Partnership seeks international businesses for Southern Tier
By Mary Lorson Ann Rollo
A collaboration between the Cornell SC Johnson College of Business, Binghamton University and the Center for International Business Advancement has secured a $1.6 million federal grant to establish a regional hub designed to attract foreign startups and growing companies to the Southern Tier region.
The cross-university, multi-year program, “Soft Landing on New York’s Southern Tier,” is funded by the Economic Development Administration, part of the U.S. Department of Commerce.
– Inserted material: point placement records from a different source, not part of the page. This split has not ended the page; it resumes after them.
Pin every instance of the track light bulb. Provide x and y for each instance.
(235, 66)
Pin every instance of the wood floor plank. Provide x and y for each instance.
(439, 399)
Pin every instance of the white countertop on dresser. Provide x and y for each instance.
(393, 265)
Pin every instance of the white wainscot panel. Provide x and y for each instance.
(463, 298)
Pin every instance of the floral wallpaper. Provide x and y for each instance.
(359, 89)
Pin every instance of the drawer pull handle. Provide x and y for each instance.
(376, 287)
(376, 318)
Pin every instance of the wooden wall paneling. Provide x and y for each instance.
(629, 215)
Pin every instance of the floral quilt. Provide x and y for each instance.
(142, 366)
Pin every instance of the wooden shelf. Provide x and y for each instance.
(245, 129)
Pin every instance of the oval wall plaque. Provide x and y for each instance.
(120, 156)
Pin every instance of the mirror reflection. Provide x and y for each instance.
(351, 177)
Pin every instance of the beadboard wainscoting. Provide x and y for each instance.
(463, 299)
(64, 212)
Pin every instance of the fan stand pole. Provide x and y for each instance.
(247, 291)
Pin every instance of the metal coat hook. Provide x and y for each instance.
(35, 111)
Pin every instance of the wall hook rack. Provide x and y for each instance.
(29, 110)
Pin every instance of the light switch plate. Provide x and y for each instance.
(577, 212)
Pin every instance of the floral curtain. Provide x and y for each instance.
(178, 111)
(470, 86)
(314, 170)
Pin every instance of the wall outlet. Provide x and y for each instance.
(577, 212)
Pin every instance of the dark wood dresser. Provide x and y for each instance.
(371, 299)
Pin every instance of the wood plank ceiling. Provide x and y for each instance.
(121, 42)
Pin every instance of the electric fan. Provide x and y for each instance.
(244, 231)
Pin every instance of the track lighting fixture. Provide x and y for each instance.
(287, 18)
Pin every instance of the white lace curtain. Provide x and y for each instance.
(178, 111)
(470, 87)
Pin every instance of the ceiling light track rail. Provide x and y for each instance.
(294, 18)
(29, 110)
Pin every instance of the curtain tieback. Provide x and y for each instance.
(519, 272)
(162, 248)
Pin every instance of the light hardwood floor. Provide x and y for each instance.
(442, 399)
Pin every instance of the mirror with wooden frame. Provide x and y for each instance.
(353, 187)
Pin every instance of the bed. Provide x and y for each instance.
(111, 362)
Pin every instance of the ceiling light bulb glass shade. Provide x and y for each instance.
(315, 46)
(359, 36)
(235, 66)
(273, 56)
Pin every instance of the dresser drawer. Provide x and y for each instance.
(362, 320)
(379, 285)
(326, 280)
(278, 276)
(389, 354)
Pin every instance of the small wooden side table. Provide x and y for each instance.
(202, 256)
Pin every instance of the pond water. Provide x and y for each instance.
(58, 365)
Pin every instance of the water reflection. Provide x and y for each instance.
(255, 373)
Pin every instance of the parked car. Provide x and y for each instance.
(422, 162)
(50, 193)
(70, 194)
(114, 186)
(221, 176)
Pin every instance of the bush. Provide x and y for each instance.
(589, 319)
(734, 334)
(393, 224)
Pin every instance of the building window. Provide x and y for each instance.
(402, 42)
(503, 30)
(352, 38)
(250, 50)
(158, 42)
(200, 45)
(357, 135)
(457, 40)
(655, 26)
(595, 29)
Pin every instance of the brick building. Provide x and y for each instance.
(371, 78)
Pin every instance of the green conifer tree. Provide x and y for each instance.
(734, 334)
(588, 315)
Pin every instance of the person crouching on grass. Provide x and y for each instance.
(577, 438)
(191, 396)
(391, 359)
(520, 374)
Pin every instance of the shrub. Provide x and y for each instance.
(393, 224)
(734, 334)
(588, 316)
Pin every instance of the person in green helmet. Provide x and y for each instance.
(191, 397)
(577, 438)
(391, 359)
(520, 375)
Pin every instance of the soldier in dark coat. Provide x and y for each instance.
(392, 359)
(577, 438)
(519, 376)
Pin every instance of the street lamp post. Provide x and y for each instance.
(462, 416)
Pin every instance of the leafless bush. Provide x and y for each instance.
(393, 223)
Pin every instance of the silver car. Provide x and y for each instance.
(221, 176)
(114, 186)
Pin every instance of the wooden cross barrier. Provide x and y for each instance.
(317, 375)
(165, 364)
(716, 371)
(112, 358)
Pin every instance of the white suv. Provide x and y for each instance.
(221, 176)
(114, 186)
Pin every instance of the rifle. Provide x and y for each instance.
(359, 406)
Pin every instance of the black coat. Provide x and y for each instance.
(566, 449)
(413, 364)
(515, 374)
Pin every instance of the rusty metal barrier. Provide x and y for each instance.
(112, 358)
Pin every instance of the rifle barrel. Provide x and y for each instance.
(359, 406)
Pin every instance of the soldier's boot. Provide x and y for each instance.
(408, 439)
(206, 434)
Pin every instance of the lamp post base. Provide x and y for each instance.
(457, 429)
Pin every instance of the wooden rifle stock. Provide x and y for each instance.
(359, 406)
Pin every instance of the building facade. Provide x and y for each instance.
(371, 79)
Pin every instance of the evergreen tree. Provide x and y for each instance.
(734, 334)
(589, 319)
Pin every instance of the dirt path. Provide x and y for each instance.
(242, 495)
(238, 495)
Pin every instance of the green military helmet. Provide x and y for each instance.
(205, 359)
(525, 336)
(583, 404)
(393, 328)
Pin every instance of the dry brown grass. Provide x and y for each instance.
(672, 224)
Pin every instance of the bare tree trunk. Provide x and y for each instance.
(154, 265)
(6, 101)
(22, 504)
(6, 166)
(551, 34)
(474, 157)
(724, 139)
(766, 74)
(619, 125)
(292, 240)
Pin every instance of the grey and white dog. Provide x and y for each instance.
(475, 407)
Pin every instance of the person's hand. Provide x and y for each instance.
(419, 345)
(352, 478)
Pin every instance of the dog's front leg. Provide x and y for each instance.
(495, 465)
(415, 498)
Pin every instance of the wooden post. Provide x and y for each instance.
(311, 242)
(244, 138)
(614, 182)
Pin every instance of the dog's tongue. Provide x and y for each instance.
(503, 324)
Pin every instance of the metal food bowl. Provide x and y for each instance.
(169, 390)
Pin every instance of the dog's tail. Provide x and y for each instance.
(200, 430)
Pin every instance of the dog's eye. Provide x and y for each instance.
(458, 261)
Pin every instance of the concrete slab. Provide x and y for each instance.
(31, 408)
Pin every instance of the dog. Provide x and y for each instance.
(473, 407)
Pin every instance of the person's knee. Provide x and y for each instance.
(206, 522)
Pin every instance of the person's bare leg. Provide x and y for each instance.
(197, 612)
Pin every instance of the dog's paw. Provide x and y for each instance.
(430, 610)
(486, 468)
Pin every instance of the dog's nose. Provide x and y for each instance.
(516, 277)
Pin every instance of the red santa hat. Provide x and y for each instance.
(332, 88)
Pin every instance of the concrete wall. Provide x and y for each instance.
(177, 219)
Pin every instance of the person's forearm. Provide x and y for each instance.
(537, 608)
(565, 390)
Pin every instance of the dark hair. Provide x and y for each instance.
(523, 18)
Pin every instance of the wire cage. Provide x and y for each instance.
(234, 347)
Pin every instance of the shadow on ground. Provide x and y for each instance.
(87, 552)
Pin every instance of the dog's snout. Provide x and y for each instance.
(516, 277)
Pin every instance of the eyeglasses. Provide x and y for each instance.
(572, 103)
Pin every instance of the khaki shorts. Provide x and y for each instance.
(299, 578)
The hub will provide a range of assistance aimed at making it easier to establish operations in the region and support successful integration into the Southern Tier regional economy.
The program will emphasize recruiting international startups and corporate enterprises from the clean energy sector.
“At Cornell, we jumped at this unique opportunity for collaboration,” said Andrew Karolyi, Cornell’s principal investigator on the grant and the Charles Field Knight Dean of SC Johnson. “It’s a strategic fit with our college’s engaged-learning initiative and focus on entrepreneurship.
“It’s also an opportunity for our business students, alongside Binghamton peers from the Watson College of Engineering and Applied Science, to engage, in real time, with foreign startups and scaleup companies attracted to our region, working firsthand with coaches and mentors from industry and our distinguished Cornell faculty,” Karolyi said.
Cornell’s participation in the Soft Landing on New York’s Southern Tier Program will be managed out of SC Johnson’s Office of External Relations and Engagement.
"At the core of this program is an exceptional partnership between two premier academic institutions in the region – Binghamton University and Cornell University,” said Elena Iankova, founding director of the Center for International Business Advancement, and the program’s operational lead at Binghamton.
“Both universities have strong commitment to community-engaged learning, and the Soft Landing Program brings complementary value by directly immersing students in global networks and clean energy endeavors,” Iankova said, “nurturing skills for operating successfully in a world that is becoming more and more interdependent, as climate change and the COVID pandemic clearly demonstrate.”
To help participating companies consider how best to grow their ventures from a Southern Tier base, student teams will be partnered with Soft Landing participating companies to assist with market research and business plans.
Housed in the Center for International Business Advancement at Binghamton, the larger program expects also to provide a variety of services to the incoming foreign companies, such as immigration and visa assistance, legal and government compliance advising, networking with potential investors, and cultural and translation services.
“We believe the Soft Landing Program will have an important positive impact on the region’s economy and its status as a thriving hub of startups and innovation,” said Tom Schryver, executive director of Cornell’s Center for Regional Economic Advancement (CREA), one of 16 partners expressing engagement support for the proposal.
“We are excited about the great potential of the project,” said Schryver, also the David J. BenDaniel Faculty Advisor for the BR Ventures Fund.
The Binghamton-Cornell Soft Landing Program award was announced by Senator Charles E. Schumer (D-NY), who said the program is estimated to create 365 jobs and generate $2.7 million in private investment.
“This funding will help to attract new employers, create good-paying jobs and jumpstart the region’s economic development as we continue to recover from the impacts of the COVID-19 pandemic,” Schumer said. “Now, many more will see what I’ve long known: that the Southern Tier and broader Upstate New York region are on the rise.”
Mary Lorson is academic content editor and Ann Rollo is executive director of communications for the Cornell SC Johnson College of Business.